Ignatius also speaks of “desolation,” the opposite of consolation. In times of desolation, a person feels little or no desire for prayer or the things of God. Desolation does not come from God but may be allowed by God as a means of deepening and purifying one’s love. In desolation a person may be tempted to give up on his relationship with God. He may begin to wonder if all he experienced in consolation was simply an illusion. Ignatius’ advice is that when a person is in desolation, she needs to recognize it as such so she can choose to resist the temptation to give up.

We have to choose to trust what we know to be true: that God loves us and is with us. Sometimes rereading our prayer journals helps us remember the times we were able to feel God’s presence strongly.

When we are in desolation, it can seem as if things were never different. When a directee is in desolation and comes to us for spiritual accompaniment, he or she needs gentle reassurance that this is a normal and necessary part of growing in relationship with God. It is not her fault, and if she can simply stand her ground and keep putting her trust in God, the desolation will eventually lift. The pain of desolation is precisely because she loves and desires God. If God did not mean so much to her, then this sense of distance would not be so painful. God allows desolation so that we may learn to love God for God’s self, not just for the warm and fuzzy feelings of consolation. We may grow more in the spiritual journey in resisting the temptations of desolation than we do in the midst of the profound joys of consolation.

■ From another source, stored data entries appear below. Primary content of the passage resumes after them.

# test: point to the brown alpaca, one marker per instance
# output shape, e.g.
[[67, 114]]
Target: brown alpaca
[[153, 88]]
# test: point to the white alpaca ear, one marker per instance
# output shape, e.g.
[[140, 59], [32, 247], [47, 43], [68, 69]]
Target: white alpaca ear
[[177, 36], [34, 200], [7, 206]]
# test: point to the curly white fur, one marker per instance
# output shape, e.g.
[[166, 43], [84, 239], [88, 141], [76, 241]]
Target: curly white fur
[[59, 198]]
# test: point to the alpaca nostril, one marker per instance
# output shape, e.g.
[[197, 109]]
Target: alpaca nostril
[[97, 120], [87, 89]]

Ignatius also talks about the shrewd tactics of the evil spirit. The evil spirit will continue to harass and bring desolation, but if one stands up boldly against the attack or temptation, it will give up and stop the harassment. Or to put it into more modern language, if one firmly resists the temptation, it will dissipate. Ignatius also counsels that one confide the temptations of the evil spirit to a wise spiritual person. The reason is that in secrecy the temptations gain more power, and it is harder for the person caught up in them to unravel the fallacious reasoning and lies that will be self-evident to an experienced outsider. Finally, the evil spirit, like a brilliant army commander, seeks out our areas of greatest vulnerability in order to gain advantage by attacking at our weakest point. So we need to come to know our own areas of vulnerability so that we can be particularly careful in that area.

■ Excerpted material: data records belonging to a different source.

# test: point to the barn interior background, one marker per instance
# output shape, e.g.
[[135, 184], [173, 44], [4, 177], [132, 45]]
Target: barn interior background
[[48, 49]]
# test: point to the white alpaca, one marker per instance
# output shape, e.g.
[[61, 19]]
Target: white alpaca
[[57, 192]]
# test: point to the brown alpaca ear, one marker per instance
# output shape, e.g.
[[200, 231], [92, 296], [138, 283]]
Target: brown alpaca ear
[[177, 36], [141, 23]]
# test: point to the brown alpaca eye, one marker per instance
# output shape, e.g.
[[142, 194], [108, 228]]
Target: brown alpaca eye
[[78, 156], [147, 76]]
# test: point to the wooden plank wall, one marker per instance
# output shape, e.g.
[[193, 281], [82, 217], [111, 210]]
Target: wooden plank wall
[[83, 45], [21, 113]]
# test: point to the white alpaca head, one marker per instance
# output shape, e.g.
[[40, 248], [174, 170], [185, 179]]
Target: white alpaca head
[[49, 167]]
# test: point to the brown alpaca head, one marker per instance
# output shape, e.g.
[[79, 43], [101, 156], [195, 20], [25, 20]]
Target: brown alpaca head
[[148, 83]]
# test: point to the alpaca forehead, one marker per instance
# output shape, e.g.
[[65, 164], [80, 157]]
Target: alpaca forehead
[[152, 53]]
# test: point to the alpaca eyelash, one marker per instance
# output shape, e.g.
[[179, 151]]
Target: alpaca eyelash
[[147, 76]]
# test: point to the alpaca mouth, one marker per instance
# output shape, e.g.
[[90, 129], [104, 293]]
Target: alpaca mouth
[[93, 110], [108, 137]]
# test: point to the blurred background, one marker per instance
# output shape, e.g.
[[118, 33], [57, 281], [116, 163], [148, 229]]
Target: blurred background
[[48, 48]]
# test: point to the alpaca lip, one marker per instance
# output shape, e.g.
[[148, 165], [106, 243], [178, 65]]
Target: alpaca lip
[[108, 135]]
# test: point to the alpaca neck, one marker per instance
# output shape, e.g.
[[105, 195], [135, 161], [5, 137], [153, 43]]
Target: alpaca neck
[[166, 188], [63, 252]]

When I was a young student, I became caught up in a very messy situation of student politics. It had been going on for about eighteen months, but I had only just come to see with sadness and clarity that I had been complicit in an unjust situation. When I went to spiritual direction, my director asked me to write an essay tracing back the steps of how I had allowed myself to be deceived and drawn more and more into a situation of serious structural sin. As I reflected, I discovered it was my desire to be successful and to impress that was my weakest point and what the evil spirit used to hook me into the first wrong steps. Now when I find myself trying too hard to succeed and impress, I know I’m in dangerous territory and need to be very careful. I also know that my tendency to overwork is something that pulls me away from being deeply rooted in my relationship with God.

05.  Advanced Rules of Discernment

The second set of Ignatius’ rules focuses on the person who is really deepening his or her relationship with God. Such a person will not be as easily fooled as a beginner in the spiritual life, so the temptations of the evil spirit are subtler. Often they are disguised as something that looks as if it would lead closer to God, but in fact is designed to do the opposite.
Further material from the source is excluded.